Выйдя от Биффи, они задержались немного по дороге и проделали снова весь via crucis[11] их милых и печальных воспоминаний: вот на этом перекрестке они встретились впервые, на этом тротуаре они остановились и обменялись несколькими словами. «Смотри-ка! Это было здесь!» — говорили они. «Нет, немного дальше». Безразличные ко всему окружающему, они брели, как праздношатающиеся; расставаясь, сказали друг другу — «до завтра».
На другой день Паоло готовился к отъезду, а Принцесса, стоя на коленях перед старым, неуклюжим сундуком, помогала укладывать в него кое-какое платье, книги и ноты, на которых она нацарапала свое имя в те счастливые дни. Сколько раз она видела на нем это платье! Теперь одна вещь покрывала другую, и больно было смотреть, как они исчезают навсегда. Паоло подавал ей одежду, доставая ее то из комода, то из шкафа, она осматривала каждую вещь, развертывала и складывала опять, затем старательно выбирала ей место среди носков и платков, чтобы она не помялась. Они почти не разговаривали, делая вид, что спешат.
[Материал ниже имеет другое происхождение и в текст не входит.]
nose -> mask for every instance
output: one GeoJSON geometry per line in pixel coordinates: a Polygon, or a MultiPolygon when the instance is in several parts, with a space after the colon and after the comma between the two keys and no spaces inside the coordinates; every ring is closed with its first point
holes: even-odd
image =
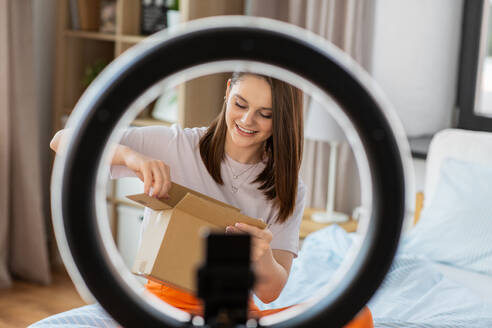
{"type": "Polygon", "coordinates": [[[245,111],[243,113],[243,115],[241,116],[240,122],[244,125],[252,124],[253,123],[253,111],[251,109],[245,111]]]}

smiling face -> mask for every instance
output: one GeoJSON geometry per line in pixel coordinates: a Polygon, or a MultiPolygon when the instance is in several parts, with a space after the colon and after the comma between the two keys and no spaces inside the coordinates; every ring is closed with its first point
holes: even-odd
{"type": "Polygon", "coordinates": [[[287,82],[234,72],[222,110],[200,138],[203,164],[219,185],[225,183],[226,155],[241,163],[264,160],[263,170],[250,183],[258,183],[258,190],[278,208],[275,222],[286,222],[296,205],[304,143],[302,104],[302,91],[287,82]]]}
{"type": "Polygon", "coordinates": [[[226,152],[237,161],[261,159],[264,142],[272,135],[272,91],[260,76],[243,75],[227,83],[226,152]]]}

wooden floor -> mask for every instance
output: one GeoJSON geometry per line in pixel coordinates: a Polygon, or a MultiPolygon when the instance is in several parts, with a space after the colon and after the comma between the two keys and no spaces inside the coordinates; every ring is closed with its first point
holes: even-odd
{"type": "Polygon", "coordinates": [[[0,328],[26,327],[55,313],[85,305],[65,272],[53,273],[53,283],[41,286],[22,281],[0,289],[0,328]]]}

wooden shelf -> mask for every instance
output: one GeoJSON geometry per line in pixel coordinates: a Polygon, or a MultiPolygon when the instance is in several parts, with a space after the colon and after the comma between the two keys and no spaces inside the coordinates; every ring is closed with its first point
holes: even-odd
{"type": "Polygon", "coordinates": [[[90,40],[116,41],[116,35],[110,33],[65,30],[65,36],[90,40]]]}
{"type": "Polygon", "coordinates": [[[139,43],[147,38],[147,36],[142,35],[119,35],[117,37],[118,41],[125,43],[139,43]]]}
{"type": "MultiPolygon", "coordinates": [[[[66,107],[63,109],[63,115],[70,116],[71,114],[72,114],[71,108],[66,107]]],[[[174,123],[172,122],[161,121],[152,117],[136,118],[131,123],[132,126],[154,126],[154,125],[171,126],[173,124],[174,123]]]]}
{"type": "Polygon", "coordinates": [[[136,118],[132,122],[133,126],[150,126],[150,125],[163,125],[163,126],[171,126],[173,123],[156,120],[155,118],[136,118]]]}
{"type": "Polygon", "coordinates": [[[121,41],[125,43],[139,43],[143,41],[147,36],[145,35],[118,35],[111,33],[91,32],[91,31],[78,31],[78,30],[65,30],[65,36],[72,38],[81,38],[89,40],[101,40],[101,41],[121,41]]]}

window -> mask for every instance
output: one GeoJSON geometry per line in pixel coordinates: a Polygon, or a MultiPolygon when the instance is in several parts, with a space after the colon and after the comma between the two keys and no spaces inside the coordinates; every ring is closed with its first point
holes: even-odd
{"type": "Polygon", "coordinates": [[[458,127],[492,131],[492,0],[465,0],[458,127]]]}

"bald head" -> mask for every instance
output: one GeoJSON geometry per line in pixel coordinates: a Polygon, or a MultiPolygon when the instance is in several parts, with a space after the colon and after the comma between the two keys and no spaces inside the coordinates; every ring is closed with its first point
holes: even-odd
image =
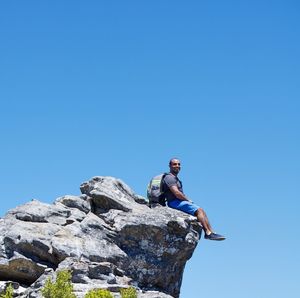
{"type": "Polygon", "coordinates": [[[177,176],[180,171],[180,160],[178,158],[172,158],[169,161],[170,172],[177,176]]]}

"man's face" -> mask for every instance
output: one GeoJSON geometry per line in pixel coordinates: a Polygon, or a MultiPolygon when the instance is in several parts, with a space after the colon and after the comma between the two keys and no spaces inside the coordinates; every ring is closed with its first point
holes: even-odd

Девушка отложила в сторону старый календарь, на котором Паоло обычно делал различные записи.
— Оставишь это мне? — спросила Принцесса. Он кивнул головой, не оборачиваясь.
Когда сундук был уложен, на стульях и на вешалке оставалась еще кое-какая ветхая одежда и старое пальто.
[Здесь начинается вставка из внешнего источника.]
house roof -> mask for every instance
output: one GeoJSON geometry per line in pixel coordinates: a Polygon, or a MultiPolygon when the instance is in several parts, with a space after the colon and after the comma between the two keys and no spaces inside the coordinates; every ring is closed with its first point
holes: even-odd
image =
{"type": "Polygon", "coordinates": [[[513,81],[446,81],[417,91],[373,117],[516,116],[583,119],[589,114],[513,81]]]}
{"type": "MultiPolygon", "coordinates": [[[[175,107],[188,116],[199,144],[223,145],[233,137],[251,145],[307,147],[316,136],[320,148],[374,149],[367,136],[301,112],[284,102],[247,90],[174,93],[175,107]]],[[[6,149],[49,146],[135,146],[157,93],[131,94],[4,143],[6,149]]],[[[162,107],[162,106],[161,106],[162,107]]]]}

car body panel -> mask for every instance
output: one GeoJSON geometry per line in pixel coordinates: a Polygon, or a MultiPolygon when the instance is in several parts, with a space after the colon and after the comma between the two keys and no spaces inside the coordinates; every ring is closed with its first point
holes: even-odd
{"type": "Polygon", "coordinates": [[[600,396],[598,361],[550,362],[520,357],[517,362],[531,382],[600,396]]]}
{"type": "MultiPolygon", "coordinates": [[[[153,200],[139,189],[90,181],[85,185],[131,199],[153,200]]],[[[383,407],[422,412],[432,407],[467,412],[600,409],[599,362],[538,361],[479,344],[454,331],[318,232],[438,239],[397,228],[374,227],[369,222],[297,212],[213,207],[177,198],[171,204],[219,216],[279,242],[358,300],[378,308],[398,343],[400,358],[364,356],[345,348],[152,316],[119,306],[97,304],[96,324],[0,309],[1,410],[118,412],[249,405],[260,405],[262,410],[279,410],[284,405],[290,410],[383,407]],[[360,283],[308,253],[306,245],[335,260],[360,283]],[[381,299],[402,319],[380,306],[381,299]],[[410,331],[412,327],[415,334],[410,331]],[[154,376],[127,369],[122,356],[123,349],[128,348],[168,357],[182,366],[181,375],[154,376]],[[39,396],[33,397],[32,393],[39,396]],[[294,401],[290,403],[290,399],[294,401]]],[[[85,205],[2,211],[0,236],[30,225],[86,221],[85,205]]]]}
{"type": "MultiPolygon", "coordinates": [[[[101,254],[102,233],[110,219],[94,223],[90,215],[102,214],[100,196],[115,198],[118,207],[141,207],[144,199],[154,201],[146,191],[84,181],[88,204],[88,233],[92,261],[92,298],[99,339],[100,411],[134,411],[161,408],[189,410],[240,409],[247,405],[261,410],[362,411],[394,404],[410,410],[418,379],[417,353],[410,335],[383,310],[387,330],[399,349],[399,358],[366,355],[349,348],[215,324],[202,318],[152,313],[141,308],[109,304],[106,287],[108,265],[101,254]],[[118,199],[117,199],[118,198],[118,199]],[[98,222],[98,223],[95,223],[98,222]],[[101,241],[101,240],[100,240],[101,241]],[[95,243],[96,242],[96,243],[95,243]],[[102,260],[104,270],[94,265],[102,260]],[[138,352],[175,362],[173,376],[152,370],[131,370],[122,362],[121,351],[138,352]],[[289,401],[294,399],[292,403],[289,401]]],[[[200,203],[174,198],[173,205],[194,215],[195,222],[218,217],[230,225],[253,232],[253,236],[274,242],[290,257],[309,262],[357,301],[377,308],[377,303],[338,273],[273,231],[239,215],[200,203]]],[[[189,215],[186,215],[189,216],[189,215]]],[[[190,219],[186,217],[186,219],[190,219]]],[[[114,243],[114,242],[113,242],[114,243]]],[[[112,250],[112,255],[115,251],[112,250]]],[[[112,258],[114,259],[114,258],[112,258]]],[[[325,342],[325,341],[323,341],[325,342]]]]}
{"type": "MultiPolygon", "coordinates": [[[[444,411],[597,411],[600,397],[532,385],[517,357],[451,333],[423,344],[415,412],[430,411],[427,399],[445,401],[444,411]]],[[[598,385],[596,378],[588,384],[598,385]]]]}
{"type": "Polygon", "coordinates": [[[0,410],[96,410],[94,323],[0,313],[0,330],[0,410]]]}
— Это я приберу завтра, — сказал Паоло.
Девушка нажала коленом на крышку, а Паоло затянул потуже ремни. Затем она подошла к кровати, на которой оставила вуаль и зонтик, и печально присела на край. Стены казались голыми и унылыми, в комнате оставался лишь большой сундук; Паоло ходил взад и вперед, роясь в ящиках и связывая в узел последние вещи.
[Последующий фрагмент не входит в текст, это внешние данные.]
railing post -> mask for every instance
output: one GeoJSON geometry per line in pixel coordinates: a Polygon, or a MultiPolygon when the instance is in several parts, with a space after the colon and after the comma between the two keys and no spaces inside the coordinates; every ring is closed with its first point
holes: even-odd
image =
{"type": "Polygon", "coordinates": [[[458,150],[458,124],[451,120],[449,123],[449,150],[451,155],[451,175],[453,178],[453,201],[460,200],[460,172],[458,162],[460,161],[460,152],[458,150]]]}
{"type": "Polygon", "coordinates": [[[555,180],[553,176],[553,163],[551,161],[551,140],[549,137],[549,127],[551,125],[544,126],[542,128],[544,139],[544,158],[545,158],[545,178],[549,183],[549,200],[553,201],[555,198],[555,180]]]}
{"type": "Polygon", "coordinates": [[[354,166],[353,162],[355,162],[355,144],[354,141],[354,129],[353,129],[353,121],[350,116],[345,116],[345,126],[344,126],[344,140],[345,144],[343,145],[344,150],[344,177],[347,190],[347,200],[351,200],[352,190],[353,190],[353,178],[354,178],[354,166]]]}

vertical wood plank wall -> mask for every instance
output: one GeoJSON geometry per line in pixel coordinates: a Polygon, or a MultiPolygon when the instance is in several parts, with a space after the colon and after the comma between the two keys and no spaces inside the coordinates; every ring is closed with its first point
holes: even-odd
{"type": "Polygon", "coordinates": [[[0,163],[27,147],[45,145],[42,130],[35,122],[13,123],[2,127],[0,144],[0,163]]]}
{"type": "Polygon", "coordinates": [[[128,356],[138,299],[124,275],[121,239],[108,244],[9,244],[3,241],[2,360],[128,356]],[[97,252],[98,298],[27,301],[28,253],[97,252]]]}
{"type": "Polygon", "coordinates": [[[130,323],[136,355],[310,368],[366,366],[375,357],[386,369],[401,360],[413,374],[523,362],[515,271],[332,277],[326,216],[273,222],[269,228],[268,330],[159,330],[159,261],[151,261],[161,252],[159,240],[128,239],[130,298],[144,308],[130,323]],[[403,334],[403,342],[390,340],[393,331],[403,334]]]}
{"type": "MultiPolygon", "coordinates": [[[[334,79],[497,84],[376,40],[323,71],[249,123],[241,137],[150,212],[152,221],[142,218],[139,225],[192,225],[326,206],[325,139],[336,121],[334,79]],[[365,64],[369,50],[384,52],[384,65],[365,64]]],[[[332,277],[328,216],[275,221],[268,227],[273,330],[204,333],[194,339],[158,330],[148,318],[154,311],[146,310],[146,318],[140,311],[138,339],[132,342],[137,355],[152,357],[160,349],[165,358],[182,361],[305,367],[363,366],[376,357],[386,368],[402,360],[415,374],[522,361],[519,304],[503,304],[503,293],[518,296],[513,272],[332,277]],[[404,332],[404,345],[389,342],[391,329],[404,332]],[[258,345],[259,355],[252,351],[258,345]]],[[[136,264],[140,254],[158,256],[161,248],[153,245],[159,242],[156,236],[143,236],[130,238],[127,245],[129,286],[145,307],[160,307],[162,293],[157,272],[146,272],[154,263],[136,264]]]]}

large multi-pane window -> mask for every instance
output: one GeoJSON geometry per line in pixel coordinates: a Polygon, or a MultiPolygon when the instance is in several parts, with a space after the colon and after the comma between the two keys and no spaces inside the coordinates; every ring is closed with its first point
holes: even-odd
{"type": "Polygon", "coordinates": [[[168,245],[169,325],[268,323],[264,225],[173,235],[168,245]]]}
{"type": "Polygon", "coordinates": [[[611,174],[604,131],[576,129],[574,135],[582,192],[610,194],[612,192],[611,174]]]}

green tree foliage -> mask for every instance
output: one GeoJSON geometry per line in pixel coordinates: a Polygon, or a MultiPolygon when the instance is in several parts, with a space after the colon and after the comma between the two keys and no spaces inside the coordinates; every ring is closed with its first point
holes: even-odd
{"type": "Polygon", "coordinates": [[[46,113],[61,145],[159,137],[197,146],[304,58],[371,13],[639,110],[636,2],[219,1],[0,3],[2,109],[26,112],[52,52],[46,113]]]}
Вечером они пошли в последний раз погулять. Она робко опиралась на его руку, как будто возлюбленный постепенно становился ей чужим. Они зашли к Фоссати, как, бывало, в праздничные дни, но там им не стало веселее, и они скоро ушли. Молодой человек думал, что все эти люди вернутся сюда еще не раз и встретят Принцессу, а Принцесса думала, что не увидит уж больше Паоло в этой толпе. Молодые люди зашли, как обычно, выпить пива в маленькое кафе на площади Бонапарта. Паоло нравилась эта большая площадь, где он в летние вечера столько раз гулял под руку со своей Принцессой. Издали доносилась музыка из кафе Ньокки и виднелись ярко освещенные полукруглые окна театра Даль Верме. Огни полутемной улицы время от времени мигали, у кафе и пивных толпился народ. В далеком темном небе мерцали звезды, то тут, то там в темных аллеях и между деревьями светились газовые фонари и, чернея, мелькали молчаливые пары. «Вот и последний вечер!» — думал Паоло.
Они сели в слабо освещенном уголке, подальше от толпы, возле изгороди из рахитичных кустов, посаженных в старые бочки из-под керосина. Принцесса сорвала два листочка и один протянула Паоло — в прежнее время она непременно бы рассмеялась. Подошел слепой, бренча на гитаре поочередно все известные ему песенки. Паоло отдал ему всю мелочь, которая была у него в карманах.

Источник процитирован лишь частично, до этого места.